José Zeferino Pedrozo Opinião
Marco temporal traz paz e segurança jurídica para o campo
A decisão dos deputados federais traz segurança jurídica para as atividades laborais e empresariais e assegura a paz no campo, na avaliação do presidente da FAESC
Os produtores rurais e suas famílias respiram aliviados com a decisão do Plenário da Câmara dos Deputados que aprovou o projeto de lei sobre o marco temporal da ocupação de terras por povos indígenas (PL 490/07). A matéria será enviada ao Senado para votação. A decisão dos deputados federais traz segurança jurídica para as atividades laborais e empresariais e assegura a paz no campo, na avaliação do presidente da Federação da Agricultura e Pecuária do Estado de Santa Catarina (FAESC), José Zeferino Pedrozo.
O texto aprovado na Câmara está em sintonia com o que reza a Constituição Federal de 1988, ou seja, que a demarcação de terras indígenas será restrita àquelas já tradicionalmente ocupadas por esses povos em 5 de outubro de 1988, data da promulgação da nova Carta Magna.
Para serem consideradas terras ocupadas tradicionalmente deverá ser comprovado objetivamente que essas terras, na data de promulgação da Constituição, eram, ao mesmo tempo, habitadas em caráter permanente, usadas para atividades produtivas e necessárias à preservação dos recursos ambientais e à reprodução física e cultural. De acordo com esse entendimento consagrado agora pelo Legislativo Federal, se a comunidade indígena não ocupava determinado território antes desse marco temporal, independentemente da causa, a terra não poderá ser reconhecida como tradicionalmente ocupada.
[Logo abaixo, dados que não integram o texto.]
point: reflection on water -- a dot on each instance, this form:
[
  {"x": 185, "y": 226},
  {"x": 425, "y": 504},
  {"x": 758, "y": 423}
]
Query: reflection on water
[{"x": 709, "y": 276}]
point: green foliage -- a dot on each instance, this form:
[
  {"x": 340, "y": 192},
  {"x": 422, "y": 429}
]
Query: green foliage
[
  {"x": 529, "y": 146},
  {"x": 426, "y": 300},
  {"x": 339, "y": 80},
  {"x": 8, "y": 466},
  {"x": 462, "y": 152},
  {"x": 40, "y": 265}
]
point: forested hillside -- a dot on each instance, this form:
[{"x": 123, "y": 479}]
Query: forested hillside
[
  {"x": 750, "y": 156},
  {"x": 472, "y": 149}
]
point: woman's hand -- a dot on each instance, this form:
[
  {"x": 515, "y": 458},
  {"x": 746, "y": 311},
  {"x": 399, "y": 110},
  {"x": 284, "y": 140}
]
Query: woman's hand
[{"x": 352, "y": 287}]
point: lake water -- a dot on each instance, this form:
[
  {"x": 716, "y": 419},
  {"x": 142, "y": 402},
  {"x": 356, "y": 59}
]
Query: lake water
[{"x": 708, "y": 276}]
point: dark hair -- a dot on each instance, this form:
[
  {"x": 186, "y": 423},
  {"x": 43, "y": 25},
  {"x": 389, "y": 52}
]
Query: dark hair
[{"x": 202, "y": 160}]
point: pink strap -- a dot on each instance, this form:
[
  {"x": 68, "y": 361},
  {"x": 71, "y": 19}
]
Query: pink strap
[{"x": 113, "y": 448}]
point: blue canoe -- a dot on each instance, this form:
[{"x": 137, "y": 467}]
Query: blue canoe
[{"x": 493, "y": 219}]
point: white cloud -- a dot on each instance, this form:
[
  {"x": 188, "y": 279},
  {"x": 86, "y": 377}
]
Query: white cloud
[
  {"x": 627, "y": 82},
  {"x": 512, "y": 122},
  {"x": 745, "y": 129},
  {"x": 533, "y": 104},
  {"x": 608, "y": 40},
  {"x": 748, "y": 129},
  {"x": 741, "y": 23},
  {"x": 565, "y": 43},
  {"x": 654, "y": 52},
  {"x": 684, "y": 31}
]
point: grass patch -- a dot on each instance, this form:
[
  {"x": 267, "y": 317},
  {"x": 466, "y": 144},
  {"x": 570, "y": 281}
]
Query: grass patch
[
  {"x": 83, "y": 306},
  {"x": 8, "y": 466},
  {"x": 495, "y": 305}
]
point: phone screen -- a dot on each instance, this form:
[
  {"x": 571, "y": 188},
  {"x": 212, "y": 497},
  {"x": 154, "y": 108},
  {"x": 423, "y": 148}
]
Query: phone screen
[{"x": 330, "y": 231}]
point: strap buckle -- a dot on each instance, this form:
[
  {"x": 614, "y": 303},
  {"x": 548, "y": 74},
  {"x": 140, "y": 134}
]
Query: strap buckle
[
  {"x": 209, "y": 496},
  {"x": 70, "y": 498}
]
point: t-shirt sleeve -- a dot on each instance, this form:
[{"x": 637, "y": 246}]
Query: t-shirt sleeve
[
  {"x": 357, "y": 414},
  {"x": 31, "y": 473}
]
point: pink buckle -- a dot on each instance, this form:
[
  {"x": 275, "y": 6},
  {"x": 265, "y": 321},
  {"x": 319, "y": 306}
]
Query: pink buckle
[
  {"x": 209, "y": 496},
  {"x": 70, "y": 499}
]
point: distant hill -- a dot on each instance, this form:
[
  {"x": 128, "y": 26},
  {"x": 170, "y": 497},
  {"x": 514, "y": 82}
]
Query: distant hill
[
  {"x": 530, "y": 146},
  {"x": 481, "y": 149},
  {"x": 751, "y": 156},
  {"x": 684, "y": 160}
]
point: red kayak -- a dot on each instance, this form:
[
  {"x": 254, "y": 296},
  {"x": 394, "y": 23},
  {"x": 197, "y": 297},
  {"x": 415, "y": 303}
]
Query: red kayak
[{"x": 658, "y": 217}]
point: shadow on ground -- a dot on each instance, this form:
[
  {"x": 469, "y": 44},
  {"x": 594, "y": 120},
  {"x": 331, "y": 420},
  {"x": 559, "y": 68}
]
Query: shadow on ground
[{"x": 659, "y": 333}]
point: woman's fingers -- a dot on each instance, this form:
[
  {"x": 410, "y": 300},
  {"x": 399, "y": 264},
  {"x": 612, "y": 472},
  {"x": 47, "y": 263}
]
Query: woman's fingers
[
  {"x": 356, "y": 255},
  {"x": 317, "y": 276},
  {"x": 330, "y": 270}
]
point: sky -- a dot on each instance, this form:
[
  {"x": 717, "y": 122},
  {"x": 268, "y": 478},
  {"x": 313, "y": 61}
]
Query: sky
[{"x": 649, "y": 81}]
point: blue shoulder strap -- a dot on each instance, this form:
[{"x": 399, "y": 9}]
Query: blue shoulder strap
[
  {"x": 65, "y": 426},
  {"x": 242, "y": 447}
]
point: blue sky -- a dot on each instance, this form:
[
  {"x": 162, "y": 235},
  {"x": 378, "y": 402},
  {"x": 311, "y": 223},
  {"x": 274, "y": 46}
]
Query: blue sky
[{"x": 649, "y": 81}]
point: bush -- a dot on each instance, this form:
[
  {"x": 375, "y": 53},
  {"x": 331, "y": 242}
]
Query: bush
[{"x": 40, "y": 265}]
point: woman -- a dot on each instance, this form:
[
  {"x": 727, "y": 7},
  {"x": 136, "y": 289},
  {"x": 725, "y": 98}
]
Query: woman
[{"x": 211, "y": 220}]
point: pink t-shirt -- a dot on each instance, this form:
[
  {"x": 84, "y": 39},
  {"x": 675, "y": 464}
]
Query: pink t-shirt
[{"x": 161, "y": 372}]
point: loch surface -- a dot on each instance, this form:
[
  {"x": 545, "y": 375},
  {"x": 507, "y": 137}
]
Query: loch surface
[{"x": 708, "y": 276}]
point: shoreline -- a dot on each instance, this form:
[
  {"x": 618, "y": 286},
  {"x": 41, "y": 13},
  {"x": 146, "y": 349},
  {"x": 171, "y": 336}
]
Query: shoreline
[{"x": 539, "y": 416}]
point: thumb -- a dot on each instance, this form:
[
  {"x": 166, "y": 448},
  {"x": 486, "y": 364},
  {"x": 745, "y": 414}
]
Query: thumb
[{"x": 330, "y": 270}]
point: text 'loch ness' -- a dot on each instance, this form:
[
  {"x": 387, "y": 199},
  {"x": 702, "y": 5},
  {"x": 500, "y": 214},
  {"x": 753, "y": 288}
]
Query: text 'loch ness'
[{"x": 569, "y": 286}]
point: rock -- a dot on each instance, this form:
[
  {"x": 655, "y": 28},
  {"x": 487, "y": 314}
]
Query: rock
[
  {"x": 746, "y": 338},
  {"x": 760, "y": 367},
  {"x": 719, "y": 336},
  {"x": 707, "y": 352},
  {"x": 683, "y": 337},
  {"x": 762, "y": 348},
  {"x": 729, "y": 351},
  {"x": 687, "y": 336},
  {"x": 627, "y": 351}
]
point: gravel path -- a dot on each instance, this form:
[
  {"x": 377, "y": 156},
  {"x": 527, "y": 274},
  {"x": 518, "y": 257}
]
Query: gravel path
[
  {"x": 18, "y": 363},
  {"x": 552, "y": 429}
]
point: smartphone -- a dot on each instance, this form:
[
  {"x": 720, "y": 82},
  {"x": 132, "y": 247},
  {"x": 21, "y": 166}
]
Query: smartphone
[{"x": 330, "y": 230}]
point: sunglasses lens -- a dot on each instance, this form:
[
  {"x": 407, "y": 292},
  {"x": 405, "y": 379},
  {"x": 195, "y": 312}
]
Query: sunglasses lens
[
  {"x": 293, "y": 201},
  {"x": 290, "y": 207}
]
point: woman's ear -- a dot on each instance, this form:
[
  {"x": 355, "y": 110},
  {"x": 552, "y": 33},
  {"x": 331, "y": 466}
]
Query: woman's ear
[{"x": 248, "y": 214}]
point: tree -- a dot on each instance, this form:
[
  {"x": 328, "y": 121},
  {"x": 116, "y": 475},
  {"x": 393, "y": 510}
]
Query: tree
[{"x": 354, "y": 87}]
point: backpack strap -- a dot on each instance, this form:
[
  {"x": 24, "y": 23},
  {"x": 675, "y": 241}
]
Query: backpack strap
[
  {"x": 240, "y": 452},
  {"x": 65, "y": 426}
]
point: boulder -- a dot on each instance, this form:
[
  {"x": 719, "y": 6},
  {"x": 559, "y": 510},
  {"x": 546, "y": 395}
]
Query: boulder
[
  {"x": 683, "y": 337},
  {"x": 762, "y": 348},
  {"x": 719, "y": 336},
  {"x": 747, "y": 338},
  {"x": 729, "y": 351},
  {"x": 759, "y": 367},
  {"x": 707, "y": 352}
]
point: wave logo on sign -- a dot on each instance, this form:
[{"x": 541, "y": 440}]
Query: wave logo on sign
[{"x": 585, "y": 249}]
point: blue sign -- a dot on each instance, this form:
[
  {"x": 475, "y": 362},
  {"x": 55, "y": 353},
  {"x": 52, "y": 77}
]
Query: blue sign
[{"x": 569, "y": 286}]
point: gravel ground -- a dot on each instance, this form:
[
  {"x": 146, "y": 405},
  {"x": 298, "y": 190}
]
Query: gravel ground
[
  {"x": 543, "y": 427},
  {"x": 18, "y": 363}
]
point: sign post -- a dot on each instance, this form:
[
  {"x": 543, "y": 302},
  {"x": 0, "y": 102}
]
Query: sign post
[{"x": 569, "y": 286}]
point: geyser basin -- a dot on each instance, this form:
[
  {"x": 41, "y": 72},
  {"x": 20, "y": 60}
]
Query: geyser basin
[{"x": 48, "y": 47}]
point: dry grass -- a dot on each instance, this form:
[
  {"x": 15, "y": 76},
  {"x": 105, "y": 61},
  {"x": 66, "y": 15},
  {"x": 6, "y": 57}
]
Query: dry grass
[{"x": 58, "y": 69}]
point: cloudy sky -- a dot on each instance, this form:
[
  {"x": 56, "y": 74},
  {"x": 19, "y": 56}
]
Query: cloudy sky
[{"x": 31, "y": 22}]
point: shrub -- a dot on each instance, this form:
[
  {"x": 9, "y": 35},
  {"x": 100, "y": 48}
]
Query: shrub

O presidente da FAESC fez intenso elogio aos deputados federais da bancada catarinense que votaram pela aprovação do PL 490/07, observando que o reconhecimento do marco temporal cria um ambiente de confiança nas instituições da República Brasileira – especialmente no Poder Legislativo Federal – e afasta a possibilidade de conflitos na zona rural. “Os produtores rurais de Santa Catarina agradecem aos parlamentares pelo corajoso e transparente posicionamento em favor do reconhecimento da tese do marco temporal.”
A Federação também manifestou gratidão pela atuação dos deputados estaduais que, no âmbito da Assembleia Legislativa, promoveram audiências públicas em várias regiões e defenderam a constitucionalidade, a legalidade e a justiça histórica proporcionada pelo marco temporal.
O dirigente lembrou que em passado recente processos de demarcação de terras em favor de indígenas, em território barriga-verde, geraram muita angústia, tensão, medo e revolta entre centenas de famílias rurais que, ao final, foram injustiçadas com a perda da imóveis rurais legalmente adquiridos e pacificamente ocupados. “Não podemos retornar a esses tempos”.
Avanços
Pedrozo lembra que o marco temporal das terras indígenas é uma tese jurídica elaborada no julgamento do caso Raposa Serra do Sol pelo Supremo Tribunal Federal (STF) em 2009. Nessa ocasião, o Supremo decidiu que o artigo da Constituição que garante o usufruto das terras tradicionalmente ocupadas pelos indígenas brasileiros deveria ser interpretado contando-se apenas as terras em posse em 5 de outubro de 1988, data da promulgação da Constituição.
Mas a matéria voltou a ser examinada pelo STF em 2019 com o julgamento do Recurso Extraordinário 1.017.365, no qual está em disputa o reconhecimento de uma área reclamada por indígenas do povo Xokleng, na Reserva Biológica do Sassafrás, em Santa Catarina. O STF reconheceu repercussão geral ao caso, o que significa que aquilo que vier a ser decidido determinará precedente para todo o judiciário brasileiro. O julgamento foi suspenso no dia 15 de setembro de 2021, quando o ministro Alexandre de Moraes pediu vistas do processo.